Alman basınında geniş yankı bulan bir diğer konu ise Münih’te 2022 Kış Olimpiyatları adaylığı için yapılan referandumdan 'hayır' yanıtı çıkması. Süddeutsche Zeitung bu konuda şu yoruma yer veriyor:
"Münih bir Londra değil. Germering'in doğusunda bir köyden daha fazlası olduğunu göstermek için tüm gücüyle başkaldırdı. 2012 yılında İngiltere'nin başkentinde yapılan Olimpiyat Oyunları için vatandaşların çoğu yaşanacak rahatsızlıklara katlanmaya hazırdı. Londra bir yaz boyunca dünyanın başkentiydi. Uluslararası Olimpiyat Komitesi'nin inanılmaz mutlak kudretine rağmen, kent uzun süre akıllardan silinmeyecek keyifli bir Olimpiyat Oyunları'na sahne oldu. Münih 2022'de birkaç haftalığına benzeri olumlu bir deneyim yaşayabilirdi. Sonrasında da bu sirk geride kalmış olurdu. Ancak Münihliler kendi dağ ve parkları, sadece kendilerine kalsın istiyor."
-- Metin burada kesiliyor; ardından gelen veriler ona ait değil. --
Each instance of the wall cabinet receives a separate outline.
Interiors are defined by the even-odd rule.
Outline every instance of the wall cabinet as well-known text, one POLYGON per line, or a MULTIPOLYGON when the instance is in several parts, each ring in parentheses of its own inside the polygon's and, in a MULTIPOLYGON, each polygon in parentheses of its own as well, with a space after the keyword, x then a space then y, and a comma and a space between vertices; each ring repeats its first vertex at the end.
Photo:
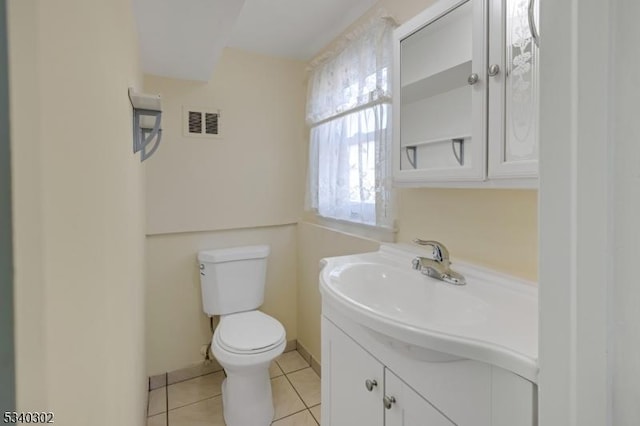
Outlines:
POLYGON ((536 6, 440 0, 396 29, 397 185, 536 185, 536 6))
İtalya Basınıİtalyan gazetesi La Repubblica'nın Filipinler’i vuran Haiyan Tayfunu’nun yıkıcı sonuçlarına ilişkin yorumunda şu satırları okuyoruz:
“Haiyan bir istisna değil. Kötü havalar kendini gösteriyor. Güneydoğu Asya’yı etkisi altına alan bu tayfun net bir mesaj vermiş oluyor. Bu mesaj, artık normal ve makul hava durumu beklentilerinin bir yana bırakılması zorunluluğudur. İklim açısından bir dönem sona ermiş bulunuyor ve artık her olağan gelişme olağanüstü gelişmeye dönüşebilir. Herkes şimdi endişelenmekte haklı, ama bu sonuç sürpriz olmadı. Bundan dört yıl önce yayımlanan bir BM raporunda, önümüzdeki yılların (iklim açısından) bir ‘aşırılıklar çağı’ olacağına işaret ediliyordu. Yani insanların düne kadar bilmediği, olağanüstü ve yeni olan, düzenli olarak meydana gelmeye ve normal olarak algılanmaya başlayan hava durumlarının damgasını vuracağı bir çağdan bahsediliyor.”
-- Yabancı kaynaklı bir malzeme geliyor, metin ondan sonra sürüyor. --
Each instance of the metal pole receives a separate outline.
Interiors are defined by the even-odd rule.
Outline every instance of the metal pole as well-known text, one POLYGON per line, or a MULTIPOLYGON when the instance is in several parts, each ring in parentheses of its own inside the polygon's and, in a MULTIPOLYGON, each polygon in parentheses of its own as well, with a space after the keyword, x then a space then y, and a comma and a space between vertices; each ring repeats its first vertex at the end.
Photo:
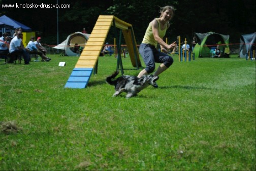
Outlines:
MULTIPOLYGON (((57 4, 58 4, 58 1, 57 0, 57 4)), ((58 8, 57 8, 57 45, 58 45, 58 8)), ((58 49, 57 49, 57 53, 58 53, 58 49)))

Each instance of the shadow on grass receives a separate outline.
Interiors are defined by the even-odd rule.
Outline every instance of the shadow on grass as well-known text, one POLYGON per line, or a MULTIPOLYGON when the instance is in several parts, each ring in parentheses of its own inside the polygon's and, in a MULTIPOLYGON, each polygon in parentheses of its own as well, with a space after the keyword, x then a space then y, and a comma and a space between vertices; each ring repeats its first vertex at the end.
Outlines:
POLYGON ((180 86, 180 85, 174 85, 172 86, 161 86, 158 88, 160 89, 183 89, 187 90, 212 90, 212 89, 208 88, 205 87, 193 87, 190 86, 180 86))
POLYGON ((88 86, 98 86, 98 85, 102 85, 103 84, 107 83, 106 82, 106 81, 105 80, 98 80, 98 81, 89 81, 88 83, 88 86))

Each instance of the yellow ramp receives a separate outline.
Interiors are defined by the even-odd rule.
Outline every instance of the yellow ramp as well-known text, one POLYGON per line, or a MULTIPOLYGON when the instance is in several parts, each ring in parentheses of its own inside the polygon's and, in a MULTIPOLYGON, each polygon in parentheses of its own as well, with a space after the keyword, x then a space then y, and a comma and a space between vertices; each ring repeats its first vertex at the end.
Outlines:
POLYGON ((135 43, 136 46, 137 45, 135 41, 133 41, 133 39, 135 40, 135 37, 133 31, 132 32, 130 30, 130 29, 132 28, 132 25, 114 16, 100 15, 75 68, 68 80, 65 88, 82 89, 86 87, 93 69, 95 67, 110 27, 113 25, 114 19, 116 27, 123 30, 133 66, 136 66, 135 55, 137 55, 137 57, 138 57, 138 65, 140 66, 141 66, 138 49, 136 48, 135 50, 133 48, 133 42, 135 43), (123 30, 128 31, 125 32, 123 30), (132 36, 132 35, 133 37, 132 36))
Fransa BasınıFransız Dernieres Nouvelles d'Alsace gazetesinden seçtiğimiz yorum ise Varşova’da başlayan BM İklim Konferansı’na ilişkin:
“Büyük ekonomik güce sahip ülkelerin ve rakiplerinin kalkınmanın eşiğinde olan ülkelerdeki ekonomik iştahlarını gemlemeleri için büyük bir mucize olması gerekirdi. Çünkü onlar ilk elde ekonomik büyümeye bakıyorlar ve bu kapsamda fosil enerjilere bağımlılar. Piyasalar ise doğadaki gelişmelerle fazlaca ilgili değiller. Fransa örneği çarpıcıdır! Bu ülkede tır araçları için çevreci bir otoyol geçiş ücretinin kabul ettirilmesi bile güçtür. Kriz dönemlerinde paranın başka yerlere harcanmak zorunda olduğu gerekçesi ileri sürülüyor. Ancak iyi dönemlerde de iklimin korunması meselesi ekonomik büyümeye daha ziyade ayak bağı olarak algılanıyor. Bu anlamda Varşova’daki İklim Konferansı'nın başarı şansı pek yüksek değil. Onların şiarı, acilen bir şeyler yapmak yerine eli kolu bağlı durmayı yeğlemek… .”
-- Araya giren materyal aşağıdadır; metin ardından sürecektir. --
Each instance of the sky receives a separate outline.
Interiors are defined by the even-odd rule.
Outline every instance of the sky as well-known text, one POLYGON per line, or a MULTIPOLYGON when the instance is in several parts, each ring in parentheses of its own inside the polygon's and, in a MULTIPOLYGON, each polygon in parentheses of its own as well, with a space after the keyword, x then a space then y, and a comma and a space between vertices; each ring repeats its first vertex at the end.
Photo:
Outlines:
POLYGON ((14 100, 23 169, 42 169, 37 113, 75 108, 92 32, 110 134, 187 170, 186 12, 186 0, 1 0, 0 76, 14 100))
İsviçre Basınıİsviçre gazetesi Neue Zürcher Zeitung ise İran’ın nükleer programına ilişkin Cenevre’de hafta sonunda yapılan ve sonuçsuz kalan görüşmeleri yorum sütununa taşımış:
“İran’ın nükleer politikalarında ‘U dönüşü’ yapacağı yönünde bir işaret görünmüyor. İran’da yeni Cumhurbaşkanı Ruhani’nin iş başına gelmesiyle birlikte İran diplomasisine damgasını vuran “profesyonellik” ve “dostluk havası” kimsenin gözünü boyamasın! İran’ın sadece taktiksel bir manevra yapması ve Batı’yı bir kez daha tongaya düşürmesi tehlikesi gerçekten de var. İran bundan 10 yıl önce kendisine uygulanacak yaptırımları savuşturmak için uranyum zenginleştirme işlemlerini bir süreliğine askıya almıştı. O zamanlar başmüzakereci pozisyonunda olan Ruhani, daha sonraları yaptığı açıklamada, o dönemde kendileri için çok değerli olan zamanı kazandıklarını ve bu zamanı rahatça uranyum zenginleştirme fabrikası kurmak için kullandıklarını övünerek anlatıyordu.”